The girl went to the clinic with a lesion on her finger, Dr. Reed said, and
bacterial cultures quickly ruled out tularemia and the plague. Biopsies of
lesions taken from the girl's mother showed a poxlike virus. Cultures from the
mother's virus and from the prairie dog matched and suggested an ailment from
the Orthopox family, Dr. Reed said.
"Right then we knew we had something interesting," he said. "We do lots and
lots of virus cultures. This was very unusual. There's nothing really in the
literature about prairie dogs having pox viruses."
When the clinic contacted the state health department, the doctors were told
of similar cases in the Milwaukee area and learned that the prairie dogs may
have been housed with Gambian rats through an exotic pet dealer in suburban
Chicago. "That really raised the suspicion that this was an old-world virus that
had made its way into the United States," Dr. Reed said.
The disease agency said that the prairie dogs were sold by a Milwaukee animal
distributor in May to two pet shops in the Milwaukee area and during a pet "swap
meet" in northern Wisconsin. The Milwaukee animal distributor obtained prairie
dogs and a Gambian giant rat, which was ill at the time, from a northern
Illinois animal distributor. Investigations are under way to trace the source of
the animals and to find where they went, Centers for Disease Control officials
said.
Preliminary information suggests that animals from this distributor may have
been sold in several other states, which the agency did not name.

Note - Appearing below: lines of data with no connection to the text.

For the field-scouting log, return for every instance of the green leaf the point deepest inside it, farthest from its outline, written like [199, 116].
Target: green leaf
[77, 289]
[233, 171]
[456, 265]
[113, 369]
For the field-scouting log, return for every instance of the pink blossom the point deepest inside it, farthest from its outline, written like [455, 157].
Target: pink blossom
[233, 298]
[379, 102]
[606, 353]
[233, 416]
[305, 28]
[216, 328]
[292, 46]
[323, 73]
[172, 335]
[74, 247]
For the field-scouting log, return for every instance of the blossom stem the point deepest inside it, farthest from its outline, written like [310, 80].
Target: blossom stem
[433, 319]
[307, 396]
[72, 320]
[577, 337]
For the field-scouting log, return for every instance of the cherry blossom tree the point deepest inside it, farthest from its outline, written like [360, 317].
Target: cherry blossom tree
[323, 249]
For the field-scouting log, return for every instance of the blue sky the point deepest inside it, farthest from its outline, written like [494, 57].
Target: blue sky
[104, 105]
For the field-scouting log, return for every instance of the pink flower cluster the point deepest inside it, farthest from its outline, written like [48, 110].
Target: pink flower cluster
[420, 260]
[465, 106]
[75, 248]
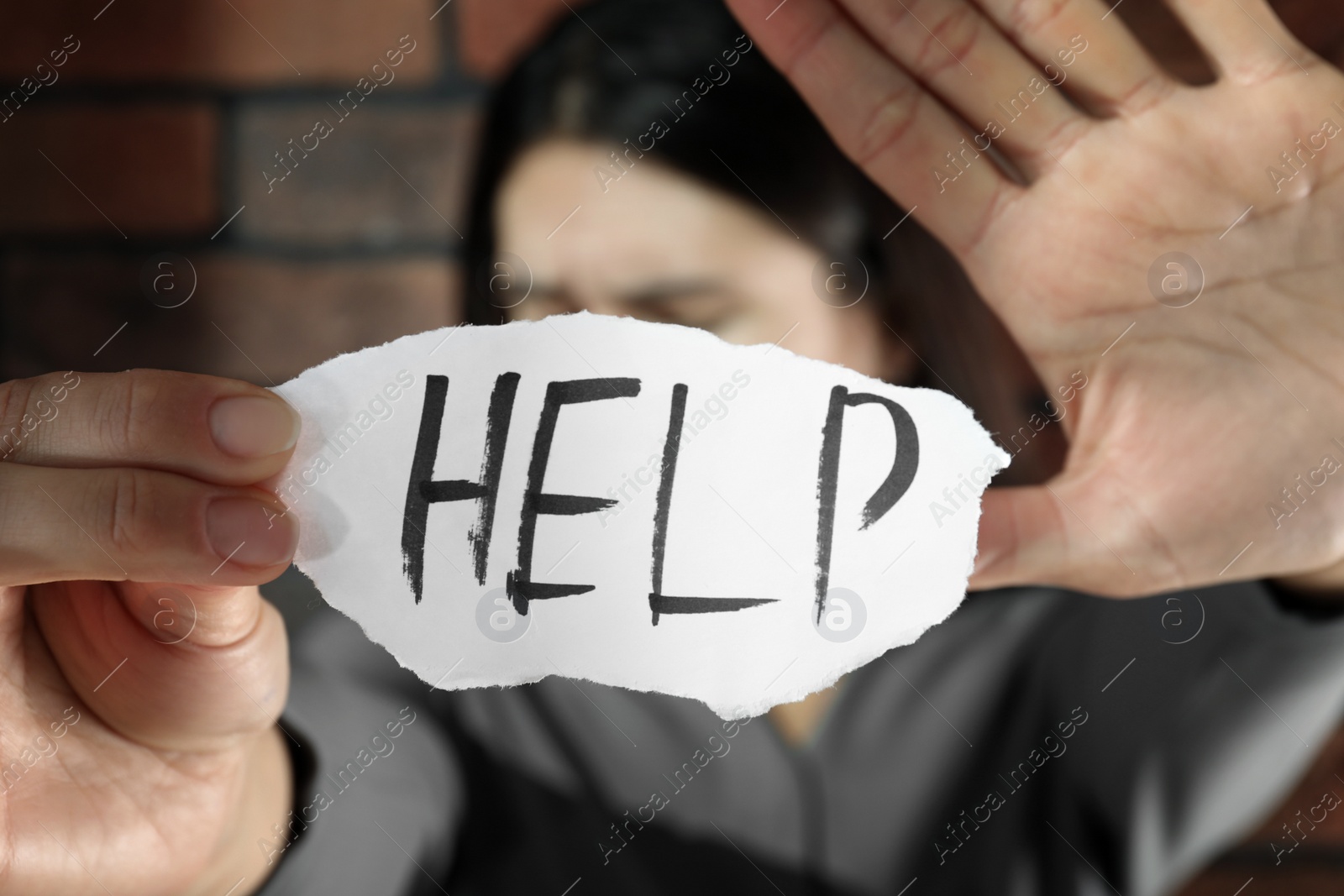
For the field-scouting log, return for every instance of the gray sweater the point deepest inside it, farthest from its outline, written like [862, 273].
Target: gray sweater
[1037, 741]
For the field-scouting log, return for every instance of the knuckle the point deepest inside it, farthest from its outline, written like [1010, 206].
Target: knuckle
[1027, 16]
[949, 40]
[889, 123]
[125, 503]
[124, 414]
[15, 399]
[24, 405]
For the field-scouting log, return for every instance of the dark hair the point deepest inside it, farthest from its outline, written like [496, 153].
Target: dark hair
[749, 136]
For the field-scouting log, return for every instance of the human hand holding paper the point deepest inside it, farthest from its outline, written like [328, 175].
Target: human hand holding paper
[631, 503]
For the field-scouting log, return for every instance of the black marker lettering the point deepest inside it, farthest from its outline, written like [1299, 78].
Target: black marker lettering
[660, 602]
[519, 582]
[423, 490]
[828, 476]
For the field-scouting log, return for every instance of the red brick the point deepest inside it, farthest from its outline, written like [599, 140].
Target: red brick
[491, 34]
[349, 188]
[1323, 777]
[1284, 880]
[144, 168]
[234, 42]
[253, 318]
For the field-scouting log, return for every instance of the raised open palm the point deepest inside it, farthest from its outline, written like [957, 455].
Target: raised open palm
[1183, 248]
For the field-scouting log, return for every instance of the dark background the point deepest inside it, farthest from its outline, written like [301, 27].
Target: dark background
[156, 134]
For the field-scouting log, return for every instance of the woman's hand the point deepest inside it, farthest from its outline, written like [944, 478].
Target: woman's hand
[140, 671]
[1207, 441]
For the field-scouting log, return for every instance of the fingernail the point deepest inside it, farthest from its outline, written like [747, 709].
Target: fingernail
[253, 425]
[249, 532]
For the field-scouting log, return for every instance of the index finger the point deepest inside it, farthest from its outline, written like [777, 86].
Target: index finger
[207, 427]
[882, 118]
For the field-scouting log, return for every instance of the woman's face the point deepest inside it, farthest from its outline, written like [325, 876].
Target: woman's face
[659, 244]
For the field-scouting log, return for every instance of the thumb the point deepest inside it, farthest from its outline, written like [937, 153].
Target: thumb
[1057, 533]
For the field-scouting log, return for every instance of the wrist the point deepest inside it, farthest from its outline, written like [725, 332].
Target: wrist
[1323, 586]
[250, 849]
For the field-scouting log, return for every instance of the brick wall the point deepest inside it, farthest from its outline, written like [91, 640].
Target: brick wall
[139, 161]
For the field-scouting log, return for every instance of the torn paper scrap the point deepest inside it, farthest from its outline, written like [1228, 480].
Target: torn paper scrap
[635, 504]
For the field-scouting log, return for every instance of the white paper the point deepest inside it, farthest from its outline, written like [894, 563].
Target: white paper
[743, 516]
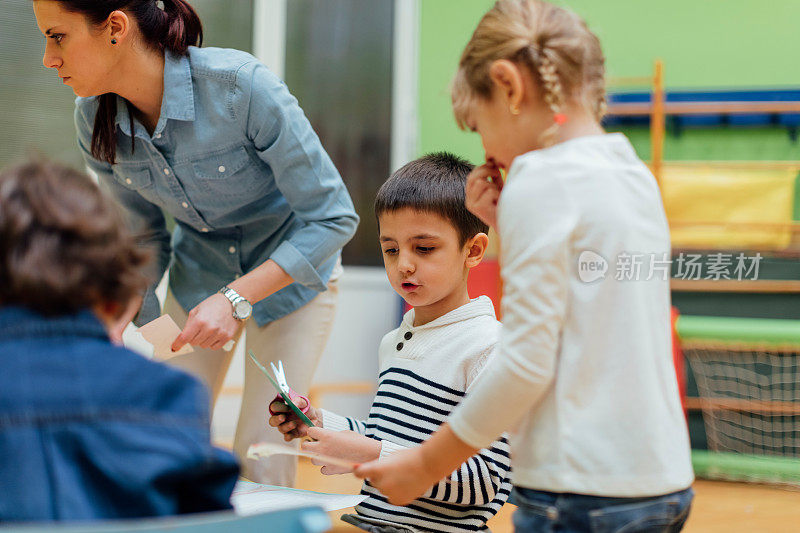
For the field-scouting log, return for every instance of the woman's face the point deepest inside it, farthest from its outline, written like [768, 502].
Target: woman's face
[81, 53]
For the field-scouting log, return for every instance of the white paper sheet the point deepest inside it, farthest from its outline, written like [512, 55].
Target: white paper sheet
[161, 333]
[253, 498]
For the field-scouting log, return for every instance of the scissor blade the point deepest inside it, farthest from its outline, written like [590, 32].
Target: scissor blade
[280, 378]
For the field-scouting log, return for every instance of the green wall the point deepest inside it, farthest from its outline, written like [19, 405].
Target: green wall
[704, 44]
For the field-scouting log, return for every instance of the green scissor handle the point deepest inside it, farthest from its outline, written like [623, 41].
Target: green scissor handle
[307, 421]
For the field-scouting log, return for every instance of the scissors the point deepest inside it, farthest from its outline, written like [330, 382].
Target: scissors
[280, 384]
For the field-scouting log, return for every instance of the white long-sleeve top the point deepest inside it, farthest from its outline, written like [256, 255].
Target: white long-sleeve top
[425, 371]
[583, 368]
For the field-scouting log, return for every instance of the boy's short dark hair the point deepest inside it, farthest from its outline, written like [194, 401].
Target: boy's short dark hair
[63, 245]
[434, 183]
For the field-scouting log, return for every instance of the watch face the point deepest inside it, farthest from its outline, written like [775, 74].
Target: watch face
[242, 309]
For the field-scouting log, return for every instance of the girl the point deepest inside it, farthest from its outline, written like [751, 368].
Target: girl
[583, 376]
[214, 140]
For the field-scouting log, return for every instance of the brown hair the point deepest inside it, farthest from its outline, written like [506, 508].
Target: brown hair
[553, 43]
[176, 27]
[63, 246]
[434, 183]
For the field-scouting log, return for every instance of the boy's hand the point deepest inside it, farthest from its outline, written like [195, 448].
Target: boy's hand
[484, 184]
[347, 445]
[289, 423]
[402, 477]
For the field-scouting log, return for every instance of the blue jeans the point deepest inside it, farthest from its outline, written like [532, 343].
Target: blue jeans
[540, 511]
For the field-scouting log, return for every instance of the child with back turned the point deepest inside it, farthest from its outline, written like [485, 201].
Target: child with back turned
[429, 242]
[583, 376]
[88, 429]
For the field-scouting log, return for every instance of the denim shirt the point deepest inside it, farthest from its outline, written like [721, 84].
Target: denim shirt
[89, 430]
[235, 162]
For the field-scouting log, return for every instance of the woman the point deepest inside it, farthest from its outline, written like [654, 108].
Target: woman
[213, 139]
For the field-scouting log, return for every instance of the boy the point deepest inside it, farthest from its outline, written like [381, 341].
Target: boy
[88, 429]
[429, 242]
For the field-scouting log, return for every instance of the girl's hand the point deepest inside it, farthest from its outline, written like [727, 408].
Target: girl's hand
[289, 423]
[484, 184]
[210, 325]
[402, 477]
[347, 445]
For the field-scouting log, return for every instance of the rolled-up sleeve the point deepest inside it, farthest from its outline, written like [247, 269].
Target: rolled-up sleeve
[303, 171]
[145, 220]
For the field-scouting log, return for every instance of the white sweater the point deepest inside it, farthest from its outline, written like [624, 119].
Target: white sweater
[583, 369]
[424, 373]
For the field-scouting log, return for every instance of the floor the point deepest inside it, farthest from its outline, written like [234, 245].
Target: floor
[718, 507]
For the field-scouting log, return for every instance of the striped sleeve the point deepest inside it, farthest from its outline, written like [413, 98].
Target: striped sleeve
[478, 480]
[334, 422]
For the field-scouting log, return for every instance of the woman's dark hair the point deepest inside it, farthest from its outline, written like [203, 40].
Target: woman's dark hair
[434, 183]
[176, 27]
[63, 245]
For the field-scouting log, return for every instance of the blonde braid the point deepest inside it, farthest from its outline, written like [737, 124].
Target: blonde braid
[553, 93]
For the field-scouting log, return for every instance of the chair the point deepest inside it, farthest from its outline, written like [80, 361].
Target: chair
[301, 520]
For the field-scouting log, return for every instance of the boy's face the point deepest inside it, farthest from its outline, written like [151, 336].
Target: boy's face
[424, 261]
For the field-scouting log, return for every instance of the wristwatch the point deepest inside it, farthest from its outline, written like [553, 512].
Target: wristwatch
[242, 309]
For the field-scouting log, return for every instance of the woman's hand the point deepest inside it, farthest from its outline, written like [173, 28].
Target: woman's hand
[346, 445]
[210, 325]
[484, 184]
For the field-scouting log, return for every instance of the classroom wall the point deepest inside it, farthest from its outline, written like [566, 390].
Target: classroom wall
[725, 44]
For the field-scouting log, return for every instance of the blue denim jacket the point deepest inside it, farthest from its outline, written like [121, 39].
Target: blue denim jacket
[235, 162]
[89, 430]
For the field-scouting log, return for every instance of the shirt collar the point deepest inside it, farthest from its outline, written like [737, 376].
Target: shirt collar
[178, 100]
[480, 306]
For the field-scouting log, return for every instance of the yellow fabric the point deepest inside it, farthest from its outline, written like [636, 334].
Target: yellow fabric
[717, 207]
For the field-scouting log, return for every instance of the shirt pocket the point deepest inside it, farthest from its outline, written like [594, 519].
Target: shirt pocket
[231, 174]
[137, 177]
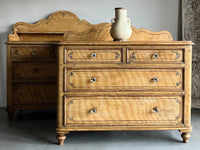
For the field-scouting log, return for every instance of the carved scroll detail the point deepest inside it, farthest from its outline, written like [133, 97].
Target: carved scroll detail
[68, 24]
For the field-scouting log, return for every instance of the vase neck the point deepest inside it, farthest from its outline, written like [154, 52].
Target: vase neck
[121, 14]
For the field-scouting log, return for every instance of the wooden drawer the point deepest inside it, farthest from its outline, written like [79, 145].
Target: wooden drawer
[33, 53]
[35, 71]
[25, 94]
[154, 55]
[123, 79]
[123, 110]
[93, 55]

Prairie dogs and Gambian rats are part of a wide array of exotic animals
feeding a growing and diversifying niche pet market, though some animal rights
advocates oppose their domestication.
Prairie dogs, plant-eating members of the squirrel family, are believed to
have a sophisticated communication system through smell and touch, and they are
known to burrow complex underground tunnel systems.
The rats, which grow to the size of small cats, eat pet food mixes as well as
fruits, vegetables and cooked meats.
"They are intelligent, social and can be very gentle if handled from an early
age," one enthusiast, Jazmyn Concolor, posted on the Web site www.altpet.net,
adding that one rat sleeps with a stuffed toy lion. "They are not pets for
everyone, requiring patience and understanding of their habits."
The disease centers urged people to avoid contact with prairie dogs and
Gambian rats that have missing patches of fur, rashes or discharges from their
eyes or nose, all signs of the illness. The agency also urged people to wash
their hands with soap and water after contact with any animal and to warn
doctors and hospitals in advance in seeking medical care if they thought they
might be infected.
Pet owners were strongly advised to call veterinarians to euthanize any
animals suspected of having monkeypox, but only after warning the veterinarians
so they can take precautions.
Infected people who are being treated outside hospitals should be isolated
and should not have guests until scabs from any lesions fall off. If no rash
develops, isolation is recommended until 10 days after the onset of symptoms.
Patients and their household members are advised to use vinyl or latex gloves
to handle scabs and to dispose of them in double plastic garbage bags. The bags
should be secured in garbage cans, away from potential contact with animals.
Infected people are advised to sleep alone and to wear surgical masks to
reduce risk of transmitting the virus.
Because the monkeypox virus can persist on surfaces and objects, pet owners
are advised to clean animal cages and bedding, and to use gloves in doing so.
The disease agency issued no specific treatment recommendations, but
scientists are testing an antiviral drug, cidofovir, for its efficacy.